"Banshun (Late Spring)" was my first experience with Yasujiro Ozu and among the first Japanese films I approached not long ago. Having never read any reviews about it, I had no idea what to expect, especially since I was just coming off watching colossal works like Ran and Ugetsu Monogatari, respectively by Kurosawa and Mizoguchi: but there was no trace of samurai, greedy filthy peasants, and women cruelly tormented by fate. Rather, it is Japanese society (from the early decades of the '900s to the post-war period) that is represented through exquisite images that seem as if they come from old black and white family albums; Ozu's films, one way or another, are always children of their time.
The thing that immediately caught my eye and impressed me the most about these films is that absolutely nothing sensational happens: we are shown people eating together, drinking tea or sake, discussing trivial matters; riding bicycles, walking through sunlit streets under a clear sky, surrounded by lush but quiet nature; performing everyday gestures within the welcoming walls of home, smiling, or perhaps crying. All of this inserted in very drawn-out, seemingly dead times. The very few events that mark the stories are as normal and ordinary (for better or worse) as one can conceive: some get married (often reluctantly), some age, and some die. We are far from Mizoguchi's disgraced women, and even further from the despicable or heroic (yet always mythical) characters of Kurosawa's more medieval days. Ozu's characters, for their part, undergo no construction: they are real, palpable, close to us.

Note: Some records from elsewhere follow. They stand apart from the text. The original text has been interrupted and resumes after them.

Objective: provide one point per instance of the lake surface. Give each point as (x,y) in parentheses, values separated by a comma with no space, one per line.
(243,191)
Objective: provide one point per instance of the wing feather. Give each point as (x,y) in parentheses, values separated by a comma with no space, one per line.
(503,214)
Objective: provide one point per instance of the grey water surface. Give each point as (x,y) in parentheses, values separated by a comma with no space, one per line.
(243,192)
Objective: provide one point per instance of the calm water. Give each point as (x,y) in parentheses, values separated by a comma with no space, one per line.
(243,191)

Nevertheless, it cannot be said that the cinema of late Ozu shines for inventiveness: the cast is roughly the same, the style is always rigorous, extremely sober, with low, still, and detached camera shots, the screenplays all somewhat resemble each other, and the adorable Setsuko Hara, the true muse of the director, usually plays the part of the woman who should marry, although she doesn't really want to. Summing up the plot of these works would take just four crossed words.

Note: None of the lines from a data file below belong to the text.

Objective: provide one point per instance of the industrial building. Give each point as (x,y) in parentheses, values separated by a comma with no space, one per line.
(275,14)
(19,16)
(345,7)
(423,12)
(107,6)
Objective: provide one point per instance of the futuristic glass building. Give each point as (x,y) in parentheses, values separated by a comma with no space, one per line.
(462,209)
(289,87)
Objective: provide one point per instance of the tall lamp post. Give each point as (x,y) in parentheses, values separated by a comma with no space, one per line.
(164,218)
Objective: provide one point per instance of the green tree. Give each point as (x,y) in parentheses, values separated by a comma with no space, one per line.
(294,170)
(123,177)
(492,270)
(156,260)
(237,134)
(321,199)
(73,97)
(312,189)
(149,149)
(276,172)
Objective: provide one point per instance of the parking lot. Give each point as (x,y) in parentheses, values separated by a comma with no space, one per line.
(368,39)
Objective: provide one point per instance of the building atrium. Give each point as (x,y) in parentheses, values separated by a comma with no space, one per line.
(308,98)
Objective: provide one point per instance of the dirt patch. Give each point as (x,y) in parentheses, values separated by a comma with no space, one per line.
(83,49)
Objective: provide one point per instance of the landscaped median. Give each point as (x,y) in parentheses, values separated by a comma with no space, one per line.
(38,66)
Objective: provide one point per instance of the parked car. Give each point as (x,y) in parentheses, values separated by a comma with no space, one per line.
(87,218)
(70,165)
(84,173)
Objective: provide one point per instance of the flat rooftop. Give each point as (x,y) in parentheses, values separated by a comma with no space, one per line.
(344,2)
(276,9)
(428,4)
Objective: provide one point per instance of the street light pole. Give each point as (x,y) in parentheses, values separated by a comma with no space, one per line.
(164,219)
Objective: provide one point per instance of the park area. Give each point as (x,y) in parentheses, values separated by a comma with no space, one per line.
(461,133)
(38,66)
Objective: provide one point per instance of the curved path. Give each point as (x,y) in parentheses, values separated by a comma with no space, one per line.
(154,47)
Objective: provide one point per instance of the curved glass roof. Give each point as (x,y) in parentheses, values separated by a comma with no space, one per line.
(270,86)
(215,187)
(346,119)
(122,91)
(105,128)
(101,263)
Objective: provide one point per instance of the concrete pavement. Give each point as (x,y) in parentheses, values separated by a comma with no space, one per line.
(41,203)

And so it happens in Banshun. Noriko is 27 years old, lives with her widowed father (the omnipresent Chishu Ryu), and has no intention of getting a husband and starting a new life; she is happy as she is, and through the eyes of dry and resigned realism, yet calm and absorbed, we are given no explanation for this choice, except for the fact that she does not want to leave her father alone. It's a matter that clearly doesn't concern us, just as certain barely hinted details that we might instead find interesting (why and when did the mother die? why are we not even shown the protagonist's future husband?) do not concern us. In Ozu's cinema, there is no room for in-depth analyses or psychological artifices: we live joys and dramas in real-time, in exchanges of glances and gestures, in the small things that become great mirrors of life, in the time that flows and takes us by surprise, in the intimate atmosphere marked by simple dialogues or modest silences, barely filled with a bittersweet but never overly sweet soundtrack, and especially in social conventions (now more than ever in contrast with the emerging modernity) that drive our protagonists to behave in a certain way, limiting their happiness.
Noriko, thanks to (or because of) a simple stratagem devised by her father, will eventually get married. It takes a full two hours to tell such a thin and superficially predictable story, yet the images that remain symbolically impressed are many and invaluable; above all the ending, one of the most touching I have ever seen: the father who, after the daughter's marriage, returns home and finds himself facing the loneliness of old age by peeling an apple, a gesture he will have to perform alone for who knows how much longer, with hands increasingly wrinkled and trembling; the father who, now bare, lets the peel fall to the ground along with his imperturbability, and then bows his head, slowly, with composure, in a moment of despondency destined to reflect on the deserted beach framed before the word "end" and, perhaps, to drown among (our?) tears even after the screen has gone black.
Banshun, a masterpiece as composed and essential in form as it is filled with tenderness and drama in the finely conveyed feelings, was for me just the beginning of a journey into Ozu's filmography. While not considering it his best work, a title that rightfully belongs to Tokyo Monogatari, it will always hold a special place in my heart. To giants like Kurosawa or Mizoguchi I recognize the merit of having created the greatest and most invaluable works that cinema has ever bestowed upon me; but it is with the poetry of Ozu that I am most able to come into intimate contact, and recognize myself in the humblest gestures, the austerity of a frame, the humanity that can shine through a single, simple glance.